From: debianmailinglists.hz...@simplelogin.com
To: "debian-secur...@lists.debian.org" <debian-secur...@lists.debian.org>
Subject: Securing Debian Manual, Out of Date?
To whom it may concern:
I'm not sure if this is appropriate for the "security" team, or if there is a documentation team, but purely out of curiosity today I downloaded the "Securing Debian" manual available in both the "harden-doc" package, and on the Debian website at:
I figured since I recently migrated my home server to a new machine, it might be a good idea to make sure I didn't miss any obvious steps to help keep things secure. Upon reading it however, it appears that certain parts of it haven't been updated in a "very" long time. It makes references to 2.x kernels, uses Debian Sarge in some examples, recommends the ext3 filesystem instead of ext4 and makes no mention of systemd in the section about disabling system services, despite systemd being the default init system for the last several releases.

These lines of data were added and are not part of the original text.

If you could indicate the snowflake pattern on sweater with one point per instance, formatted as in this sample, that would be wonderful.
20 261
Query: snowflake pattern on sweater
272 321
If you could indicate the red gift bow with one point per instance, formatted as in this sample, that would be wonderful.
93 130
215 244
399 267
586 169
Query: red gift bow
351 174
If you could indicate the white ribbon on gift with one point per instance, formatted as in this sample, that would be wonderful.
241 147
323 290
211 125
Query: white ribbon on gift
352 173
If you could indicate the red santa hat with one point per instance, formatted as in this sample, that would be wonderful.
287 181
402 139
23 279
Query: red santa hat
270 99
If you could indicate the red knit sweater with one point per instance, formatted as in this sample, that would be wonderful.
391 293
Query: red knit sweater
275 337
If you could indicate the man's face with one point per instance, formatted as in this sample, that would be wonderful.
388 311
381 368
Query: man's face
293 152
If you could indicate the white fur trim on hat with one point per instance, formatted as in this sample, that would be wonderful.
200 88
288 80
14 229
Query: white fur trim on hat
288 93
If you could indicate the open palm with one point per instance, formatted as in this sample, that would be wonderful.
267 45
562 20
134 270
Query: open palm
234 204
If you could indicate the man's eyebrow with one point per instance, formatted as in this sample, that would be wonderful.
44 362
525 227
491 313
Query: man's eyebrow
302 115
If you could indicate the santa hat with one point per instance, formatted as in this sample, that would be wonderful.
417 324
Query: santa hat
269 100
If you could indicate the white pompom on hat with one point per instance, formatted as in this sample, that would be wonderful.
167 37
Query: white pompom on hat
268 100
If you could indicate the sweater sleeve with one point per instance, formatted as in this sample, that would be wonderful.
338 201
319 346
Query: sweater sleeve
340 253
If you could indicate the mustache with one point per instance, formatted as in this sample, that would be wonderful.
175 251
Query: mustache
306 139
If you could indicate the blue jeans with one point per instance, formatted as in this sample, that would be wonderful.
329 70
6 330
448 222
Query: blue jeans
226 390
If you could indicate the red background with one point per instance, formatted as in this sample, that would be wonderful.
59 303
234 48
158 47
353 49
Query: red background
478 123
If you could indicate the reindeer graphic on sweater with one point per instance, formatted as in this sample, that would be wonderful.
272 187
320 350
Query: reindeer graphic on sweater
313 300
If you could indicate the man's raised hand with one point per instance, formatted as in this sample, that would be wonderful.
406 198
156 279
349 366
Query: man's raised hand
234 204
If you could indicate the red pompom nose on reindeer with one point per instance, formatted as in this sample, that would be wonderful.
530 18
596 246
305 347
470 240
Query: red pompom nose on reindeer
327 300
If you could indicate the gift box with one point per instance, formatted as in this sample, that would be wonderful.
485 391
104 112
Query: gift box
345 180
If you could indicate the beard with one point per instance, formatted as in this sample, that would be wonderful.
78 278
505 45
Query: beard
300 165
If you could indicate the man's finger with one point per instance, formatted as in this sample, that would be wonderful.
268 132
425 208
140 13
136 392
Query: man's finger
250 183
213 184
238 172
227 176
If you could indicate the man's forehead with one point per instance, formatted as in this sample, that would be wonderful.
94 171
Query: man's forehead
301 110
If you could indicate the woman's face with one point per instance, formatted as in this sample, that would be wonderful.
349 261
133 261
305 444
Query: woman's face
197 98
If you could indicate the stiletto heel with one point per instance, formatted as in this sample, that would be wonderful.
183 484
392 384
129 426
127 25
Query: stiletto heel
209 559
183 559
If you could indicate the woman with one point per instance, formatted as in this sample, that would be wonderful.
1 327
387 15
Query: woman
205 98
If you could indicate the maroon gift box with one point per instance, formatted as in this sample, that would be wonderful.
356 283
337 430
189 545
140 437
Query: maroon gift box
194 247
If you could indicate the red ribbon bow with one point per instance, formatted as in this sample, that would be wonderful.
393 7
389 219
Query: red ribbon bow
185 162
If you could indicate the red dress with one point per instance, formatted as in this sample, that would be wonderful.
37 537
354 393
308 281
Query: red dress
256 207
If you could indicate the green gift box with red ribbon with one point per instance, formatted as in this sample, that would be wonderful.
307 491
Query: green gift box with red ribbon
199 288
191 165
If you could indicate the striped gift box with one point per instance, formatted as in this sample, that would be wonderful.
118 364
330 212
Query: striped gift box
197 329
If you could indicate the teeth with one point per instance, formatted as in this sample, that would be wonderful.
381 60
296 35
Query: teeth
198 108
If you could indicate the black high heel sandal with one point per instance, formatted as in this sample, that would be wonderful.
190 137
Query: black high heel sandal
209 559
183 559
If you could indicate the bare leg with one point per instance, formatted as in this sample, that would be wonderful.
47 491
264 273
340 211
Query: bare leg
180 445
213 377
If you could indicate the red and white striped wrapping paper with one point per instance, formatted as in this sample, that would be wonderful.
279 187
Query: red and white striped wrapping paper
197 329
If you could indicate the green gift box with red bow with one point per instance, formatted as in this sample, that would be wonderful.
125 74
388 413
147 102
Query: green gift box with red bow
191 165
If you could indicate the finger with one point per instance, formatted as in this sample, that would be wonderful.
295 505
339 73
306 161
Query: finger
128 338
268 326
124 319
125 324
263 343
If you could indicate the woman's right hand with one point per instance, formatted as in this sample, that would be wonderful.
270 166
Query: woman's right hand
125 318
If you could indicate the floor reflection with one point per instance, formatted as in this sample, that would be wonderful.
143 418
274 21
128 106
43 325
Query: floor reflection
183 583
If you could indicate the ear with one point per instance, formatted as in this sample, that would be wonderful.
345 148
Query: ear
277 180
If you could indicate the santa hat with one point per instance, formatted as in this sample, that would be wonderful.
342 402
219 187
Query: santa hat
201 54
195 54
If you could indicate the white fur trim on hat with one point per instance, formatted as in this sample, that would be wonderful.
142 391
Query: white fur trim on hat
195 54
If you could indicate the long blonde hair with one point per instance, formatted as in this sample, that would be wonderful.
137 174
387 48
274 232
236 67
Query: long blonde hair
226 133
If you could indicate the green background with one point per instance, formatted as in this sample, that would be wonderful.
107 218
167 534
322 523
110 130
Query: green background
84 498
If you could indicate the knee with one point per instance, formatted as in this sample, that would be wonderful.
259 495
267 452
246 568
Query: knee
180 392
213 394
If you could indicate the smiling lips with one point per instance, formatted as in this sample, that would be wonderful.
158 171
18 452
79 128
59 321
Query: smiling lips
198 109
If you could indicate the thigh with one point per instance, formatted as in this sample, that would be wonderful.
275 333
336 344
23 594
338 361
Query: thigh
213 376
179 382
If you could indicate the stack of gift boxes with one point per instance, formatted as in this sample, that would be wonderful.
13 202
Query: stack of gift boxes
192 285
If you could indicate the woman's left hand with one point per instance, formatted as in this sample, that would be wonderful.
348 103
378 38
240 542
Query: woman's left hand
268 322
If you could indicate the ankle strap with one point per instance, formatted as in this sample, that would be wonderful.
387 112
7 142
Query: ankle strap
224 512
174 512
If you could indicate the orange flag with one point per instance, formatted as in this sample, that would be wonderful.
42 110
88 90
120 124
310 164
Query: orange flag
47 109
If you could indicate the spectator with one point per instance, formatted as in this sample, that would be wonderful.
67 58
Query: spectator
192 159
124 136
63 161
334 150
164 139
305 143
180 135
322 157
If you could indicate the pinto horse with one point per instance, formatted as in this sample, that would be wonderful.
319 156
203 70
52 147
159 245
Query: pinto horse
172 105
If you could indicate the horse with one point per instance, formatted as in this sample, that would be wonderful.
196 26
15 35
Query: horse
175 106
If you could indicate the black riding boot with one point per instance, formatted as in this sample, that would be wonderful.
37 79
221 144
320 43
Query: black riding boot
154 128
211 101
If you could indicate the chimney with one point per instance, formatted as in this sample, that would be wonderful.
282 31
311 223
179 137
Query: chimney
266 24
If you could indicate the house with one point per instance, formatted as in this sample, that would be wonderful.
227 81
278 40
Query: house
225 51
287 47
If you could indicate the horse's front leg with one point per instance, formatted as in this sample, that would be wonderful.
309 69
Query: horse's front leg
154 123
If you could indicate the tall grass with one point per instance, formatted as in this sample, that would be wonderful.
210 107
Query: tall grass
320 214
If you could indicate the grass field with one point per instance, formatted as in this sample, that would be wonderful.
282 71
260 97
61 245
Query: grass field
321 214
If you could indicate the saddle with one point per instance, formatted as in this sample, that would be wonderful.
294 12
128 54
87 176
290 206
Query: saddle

Much of the information obviously still applies, but some of it does not and needs to be updated.
Doing a word search turns up mentions of releases as late as Jessie, so some sections of it may have been touched more recently, but others haven't so I wanted to bring this to your attention.
I have found that debian docs to be complety useless and not only out of date but just down right wrong.
If you want good up to date information/documentation see the Archlinx wiki.